Christmas is a time of celebration, family and good cheer, but it can also be consumerist, wasteful and exhausting. With shops, the internet and the media advocating the purchase of more and more presents, mounds of plastic and wrapping paper sent to landfill, and the risk of food waste piling up in the kitchen, I’ve been asking myself how to make Christmas more sustainable this year. We all know about the 3 Rs – Reduce, Reuse, Recycle. We’ll be reducing our purchases and recycling whatever we can, but primarily this Christmas we intend to focus on reusing, with a sprinkling of replanting, rethinking and rejoicing along the way.
Trying to reuse as much as possible stops materials ending up in landfill when the festivities are over. We’ve switched from traditional wrapping paper – which can’t be recycled because it often contains plastic – and started using alternatives that reuse materials already in circulation. Colourful tissue paper collected over the year from parcels makes a pretty wrap and can be secured with biodegradable tape. We also decorate the sturdy paper bags that our vegetables arrive in and use pages from last year’s calendar as wrapping paper. Material makes a good wrap – either cut up old colourful clothes or buy material from charity shops and tie up with bright ribbons.
Festive plant decorations can be reusable too. Rather than buying new plants – often in plastic pots and peat-based compost - that only last a few weeks, we aim to reuse plants year after year. Our hippeastrum is now on its third year – it rests in summer in the greenhouse – and we’ve kept poinsettias for several years too. Wreaths are a perfect way to reuse materials from the garden or hedgerows such as holly (wear gloves!), ivy, rosemary, pinecones, dried allium seedheads and old man’s beard.
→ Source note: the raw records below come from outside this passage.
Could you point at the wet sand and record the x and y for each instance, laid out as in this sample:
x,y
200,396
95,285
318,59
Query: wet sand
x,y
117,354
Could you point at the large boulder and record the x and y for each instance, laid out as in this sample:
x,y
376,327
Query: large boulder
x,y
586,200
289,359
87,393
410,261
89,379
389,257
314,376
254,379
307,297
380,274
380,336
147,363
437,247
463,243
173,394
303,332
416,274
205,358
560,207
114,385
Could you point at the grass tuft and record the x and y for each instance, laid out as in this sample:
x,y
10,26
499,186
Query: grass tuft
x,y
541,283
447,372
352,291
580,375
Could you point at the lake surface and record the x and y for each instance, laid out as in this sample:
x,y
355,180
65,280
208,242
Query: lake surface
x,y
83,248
Even the tail end of this year’s fruit and vegetable crops can be repurposed for seasonal presents. The last batches of chilli seeds are currently drying in the airing cupboard and make great presents in festive paper packets as they can be sown immediately in the New Year. Fruit butters and jellies are perfect for Christmas too. The last of our quince crop is now a clear, rosy jelly and we’ve even made quince gin as a new addition to family Christmas hampers.
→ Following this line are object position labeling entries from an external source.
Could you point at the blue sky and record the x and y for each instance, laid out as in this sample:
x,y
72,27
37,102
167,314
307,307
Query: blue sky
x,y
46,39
Recent tree planting targets aimed at tackling climate change have focused on the fact that the UK is currently one of the least wooded countries in Europe. Gardeners can help and there’s no better time than now to replant some of this lost tree cover in our gardens. A tree or shrub is a long-term present that will give the recipient pleasure for many years to come – be that fruit in summer, autumn foliage colour or berries for future Christmas wreaths.
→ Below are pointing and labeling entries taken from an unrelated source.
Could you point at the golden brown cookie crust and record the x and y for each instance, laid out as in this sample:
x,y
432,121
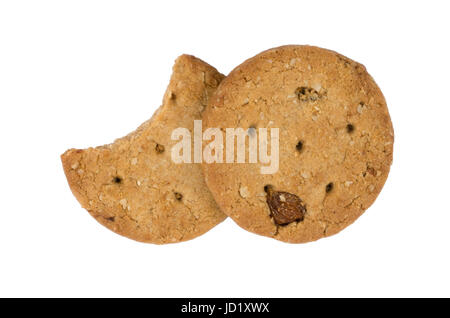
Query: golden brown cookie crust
x,y
133,187
333,108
Winter is an ideal time to plant trees and shrubs as they are in their dormant period, so there’s time for good root growth and establishment before the growing season commences. Many trees are available bare rooted at this time of year, which avoids plastic containers and also leads to more choice for the consumer. What about giving the gift of a silver birch - with its slender habit and wildlife-friendly branches - or a dwarf holly that will give evergreen interest and berries throughout the darkest months?
Children and adults are conditioned to feel that buying presents and spending money is a key part of showing love at Christmas time. And while my kids will no doubt love the lego set we’ve bought them and my husband will enjoy the books he’s had on his reading list for months, I’m trying to avoid buying for the sake of buying.
Rethinking Christmas in our house has involved buying a lot less and instead putting time at the heart of our Christmas gifts and celebrations. The kids are learning Christmas poems as a gift for their grandparents and I’ve been sending long letters to family instead of presents. Offering to plant up a cheerful winter container for a friend, helping with winter pruning, or making seasonal cakes and biscuits is a way to show the love through spending time rather than money.
Modern life is frenetic for many of us, especially at this time of year. One of the gifts I intend to give myself this Christmas is the time and space to enjoy what I have - a few minutes first thing in the morning watching the birds on the garden feeders, a mug of tea and brisk stroll round the garden watching my breath steaming in the cold air or a good book in front of the fire in the evening. Taking time out to appreciate what I already have will, I hope, remind me about how little I actually need and how lucky I already am.